Begitu banyak fakta yang kamu dapatkan dalam waktu yang terlalu singkat. Kepalamu rasanya pening karena harus mencerna semua informasinya sekaligus. Tapi di sisi lain kamu senang karena mengetahui fakta-fakta baru yang sedikit banyak juga mengubah pandanganmu pada beberapa orang juga beberapa hal.
“Gue gak berniat jatuhin Suna, gue pure cuma pengen lo tau kebenarannya sebelum lulus dari SMA. Setidaknya lo ngga lulus tanpa tau cerita-cerita ini sama sekali.”
“Iya, paham kok. Makasih banyak ya Konoha.”
“Yoi sama-sama. Abis ini mau balik? apa masih betah?”
“Masih betah. Lo gak mau ngobrol-ngobrol lebih banyak apa sama gue? buru-buru amat.”

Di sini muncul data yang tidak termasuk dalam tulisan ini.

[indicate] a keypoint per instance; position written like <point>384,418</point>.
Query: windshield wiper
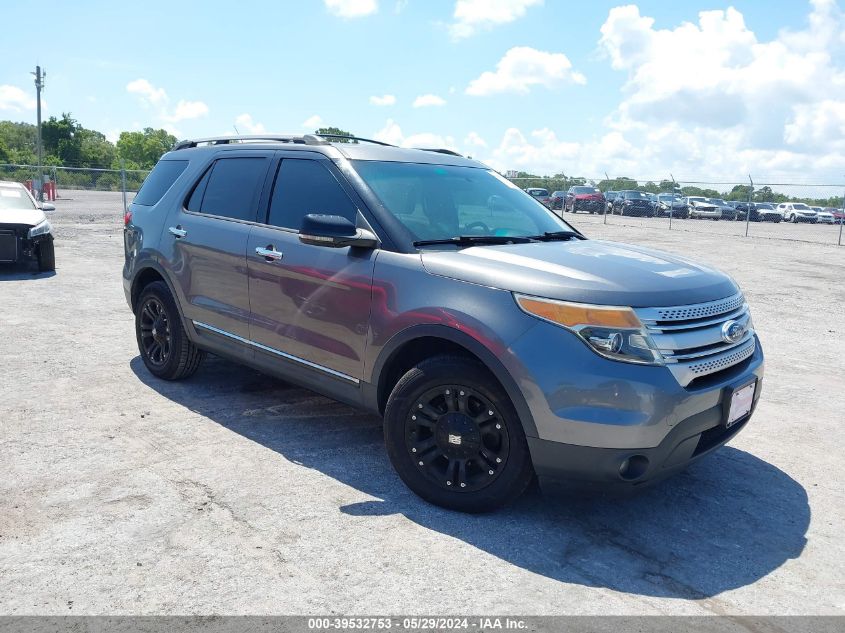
<point>472,240</point>
<point>551,236</point>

Konoha yang tadinya bersiap untuk beranjak, kembali pada posisinya semula. Kalian memanggil pelayan untuk memesan lagi. Setelahnya, berbagai obrolan kembali mengalir, mewarnai suasana Sabtu sore yang beberapa saat lalu sempat berubah serius dan sedikit suram.
Ketika akhirnya kalian memutuskan untuk pulang, Konoha sempat menepuk pundakmu lalu berujar “jangan benci sama Atsumu ya, dia temen terdeket gue, walaupun dia terlibat sama Kaori. Also, gue tau urusan lo sama Suna belum sepenuhnya selesai. Jadi gue harap lo berdua bisa bener-bener bikin semuanya jelas,” kemudian berjalan terlebih dahulu keluar cafe.